Uganda shilling not world’s worst performer
DR. Louis Kasekende: Deputy Governor Bank of Uganda
Tuesday, 9th August, 2011
Sunday Monitor claimed, in its front page article on August 7, that the “Uganda shilling is now the worst performing currency in the world”.
The basis of this claim was that the shilling has depreciated against the US dollar by 10% over the last two months, which the article implied was a larger depreciation against the dollar than that of any other currency in the world.
Even if that were true, it would not justify the claim that the Uganda shilling is the world’s worst performer.
It is grossly simplistic to judge the performance of the exchange rate solely on the basis of how much it depreciated over a given arbitrary period, without considering the context, both domestic and international, in which this takes place.
Exchange rates are inherently volatile. This is as true for the Uganda shilling as is for most other currencies. The South African rand, for example, is a very volatile currency.
Moreover, exchange rate depreciation per se is not inherently bad or a sign of poor performance. Sometimes, it is necessary and desirable for exchange rates to depreciate to allow economies to adjust to external shocks. Uganda’s exchange rate has come under strong pressure to depreciate for two reasons.
First, our balance of payments has weakened. This is because most of the major sources of foreign exchange for Uganda - exports, workers’ remittances and foreign direct investment – are growing at a slow rate because of the stagnation in the industrialised economies of the world.
In contrast, Uganda’s demand for imports has grown at a robust rate, reflecting the strong growth of the domestic economy.
The only way in which we can bridge the gap between demand and supply of foreign exchange is by a depreciation of the exchange rate. This will make the production of Ugandan exports more profitable and encourage Ugandan consumers to economise on their use of imports and instead consume local products to the extent that this is possible.
Second, as everyone who has been following the international news will understand, the world economy and financial markets have suffered tremendous turbulence in the last few weeks, with large falls on stock markets.
In periods of global market volatility, international investors tend to flee from assets which they perceive as being risky and instead invest in safe assets like, for example, US treasury bonds or gold.
As a result, countries such as Uganda which attract modest amounts of short term portfolio capital from abroad have suffered capital outflows, which has put further pressure on the exchange rate to depreciate. Uganda is part of a globalised economy.
The global economy performed well in the decade or so, which led to the global financial crisis in 2008 and, as a result, export markets boomed and capital flowed into developing countries like Uganda.
The outlook for the global economy has deteriorated dramatically since 2008. Large parts of the industrialised world are again facing economic slowdown. Inevitably this has an adverse impact on Uganda, which is felt primarily through the balance of payments.
The Ugandan economy has to adjust to living in a more difficult global economic environment – an environment in which major export markets grow very slowly and from which it is more difficult to attract private investment.
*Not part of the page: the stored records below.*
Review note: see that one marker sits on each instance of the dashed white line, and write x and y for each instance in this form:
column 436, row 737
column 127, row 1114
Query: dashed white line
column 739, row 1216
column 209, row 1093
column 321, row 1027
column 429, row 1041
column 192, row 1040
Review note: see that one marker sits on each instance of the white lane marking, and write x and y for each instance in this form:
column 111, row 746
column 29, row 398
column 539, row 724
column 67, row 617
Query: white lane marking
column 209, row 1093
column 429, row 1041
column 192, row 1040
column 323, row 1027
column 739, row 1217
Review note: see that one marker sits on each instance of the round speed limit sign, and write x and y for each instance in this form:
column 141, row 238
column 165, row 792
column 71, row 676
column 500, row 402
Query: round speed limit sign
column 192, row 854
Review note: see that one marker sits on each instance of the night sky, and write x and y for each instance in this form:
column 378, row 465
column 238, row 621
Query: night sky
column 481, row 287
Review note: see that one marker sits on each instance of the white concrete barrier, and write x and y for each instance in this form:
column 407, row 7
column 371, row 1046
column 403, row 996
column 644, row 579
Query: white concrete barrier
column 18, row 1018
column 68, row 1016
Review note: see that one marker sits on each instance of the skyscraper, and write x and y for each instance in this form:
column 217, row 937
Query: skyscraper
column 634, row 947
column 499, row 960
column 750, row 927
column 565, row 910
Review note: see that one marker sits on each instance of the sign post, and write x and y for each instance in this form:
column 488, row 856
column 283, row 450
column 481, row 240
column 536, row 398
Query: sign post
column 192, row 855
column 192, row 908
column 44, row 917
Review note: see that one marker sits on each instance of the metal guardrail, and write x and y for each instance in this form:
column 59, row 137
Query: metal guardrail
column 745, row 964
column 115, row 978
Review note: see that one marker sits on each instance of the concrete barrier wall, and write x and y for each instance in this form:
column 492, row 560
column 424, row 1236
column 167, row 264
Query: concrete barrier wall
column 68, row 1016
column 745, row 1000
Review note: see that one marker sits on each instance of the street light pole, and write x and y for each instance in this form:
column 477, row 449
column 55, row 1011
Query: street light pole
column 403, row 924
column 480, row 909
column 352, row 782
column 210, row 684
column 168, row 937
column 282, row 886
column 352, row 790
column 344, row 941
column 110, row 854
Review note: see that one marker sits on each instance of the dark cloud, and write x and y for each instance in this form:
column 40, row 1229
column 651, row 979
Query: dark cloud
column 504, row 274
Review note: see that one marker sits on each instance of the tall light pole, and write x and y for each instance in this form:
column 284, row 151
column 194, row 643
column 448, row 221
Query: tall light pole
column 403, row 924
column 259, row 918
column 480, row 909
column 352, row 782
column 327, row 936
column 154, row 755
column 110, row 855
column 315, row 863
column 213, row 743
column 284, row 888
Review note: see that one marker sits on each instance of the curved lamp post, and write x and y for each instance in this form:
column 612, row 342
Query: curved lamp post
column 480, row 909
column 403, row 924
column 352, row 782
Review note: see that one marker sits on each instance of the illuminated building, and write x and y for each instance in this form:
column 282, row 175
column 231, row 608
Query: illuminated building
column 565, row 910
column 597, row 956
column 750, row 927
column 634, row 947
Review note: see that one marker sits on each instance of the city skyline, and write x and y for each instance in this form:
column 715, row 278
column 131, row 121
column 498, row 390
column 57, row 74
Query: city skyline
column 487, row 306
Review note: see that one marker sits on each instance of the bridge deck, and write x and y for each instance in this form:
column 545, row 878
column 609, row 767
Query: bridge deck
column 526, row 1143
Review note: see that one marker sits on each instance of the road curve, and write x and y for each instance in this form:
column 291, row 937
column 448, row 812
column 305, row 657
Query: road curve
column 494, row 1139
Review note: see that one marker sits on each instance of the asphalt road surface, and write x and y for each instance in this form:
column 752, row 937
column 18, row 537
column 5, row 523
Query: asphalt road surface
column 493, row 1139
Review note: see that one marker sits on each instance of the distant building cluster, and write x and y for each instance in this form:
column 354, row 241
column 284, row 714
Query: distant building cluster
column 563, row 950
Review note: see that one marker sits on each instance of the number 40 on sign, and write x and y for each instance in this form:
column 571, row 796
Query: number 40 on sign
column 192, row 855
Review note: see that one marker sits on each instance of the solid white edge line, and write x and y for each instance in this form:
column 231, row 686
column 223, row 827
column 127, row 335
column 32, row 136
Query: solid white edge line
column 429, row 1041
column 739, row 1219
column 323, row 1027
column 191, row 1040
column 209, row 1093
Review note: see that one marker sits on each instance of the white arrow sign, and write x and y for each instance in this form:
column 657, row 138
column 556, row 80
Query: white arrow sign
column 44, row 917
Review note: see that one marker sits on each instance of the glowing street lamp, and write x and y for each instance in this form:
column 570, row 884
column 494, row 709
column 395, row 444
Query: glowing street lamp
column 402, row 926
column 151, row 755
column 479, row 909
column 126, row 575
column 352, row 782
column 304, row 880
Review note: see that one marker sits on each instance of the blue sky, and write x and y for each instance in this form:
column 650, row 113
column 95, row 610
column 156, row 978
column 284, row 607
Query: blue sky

Exchange rate depreciation provides one tool for facilitating the adjustments, which the Ugandan economy must make to prosper in a more challenging and volatile global economic environment. As I have already mentioned, this will help to narrow the trade deficit by making Uganda’s exports more competitive and encouraging Ugandans to consume fewer imports.
There are many countries around the world which peg their exchange rates, usually to the dollar or the euro. Because they peg their exchange rates, these countries have not experienced a depreciation of their exchange rate over the last two months, unlike Uganda. But that does not mean that they have performed better than Uganda.
Pegging exchange rates in the face of balance of payments shocks entails costs for an economy. This is because foreign reserves have to be depleted to defend the exchange rate against depreciation. But the rigidity of the exchange rate impedes the adjustments of the economy, which are essential for the long-term prosperity of the economy.
Uganda has not followed this path. Instead, it has chosen to pursue a flexible exchange rate policy, allowing market forces – the supply and demand for foreign currency – to determine the level of the exchange rate. Although there are sometimes costs in the short-term, a flexible exchange rate is better for the long-term health of the economy. This is due to the fact that it provides a mechanism for allowing the economy to adjust to macro-economic shocks, which affect the balance of payments.
The Ugandan economy faces major challenges in the years ahead if it is to sustain its strong record of growth and stability in a much less benign global economic environment.
The country will need to make difficult economic policy decisions. As such, we need a serious and informed public debate about the policies, which are best for the long-term development of our economy.
Unfortunately, flippant comments about the shilling being “the worst performing in the world”, without taking any account of the context or reasons for the depreciation of the unit, do not help to promote public understanding of the challenges facing our economy.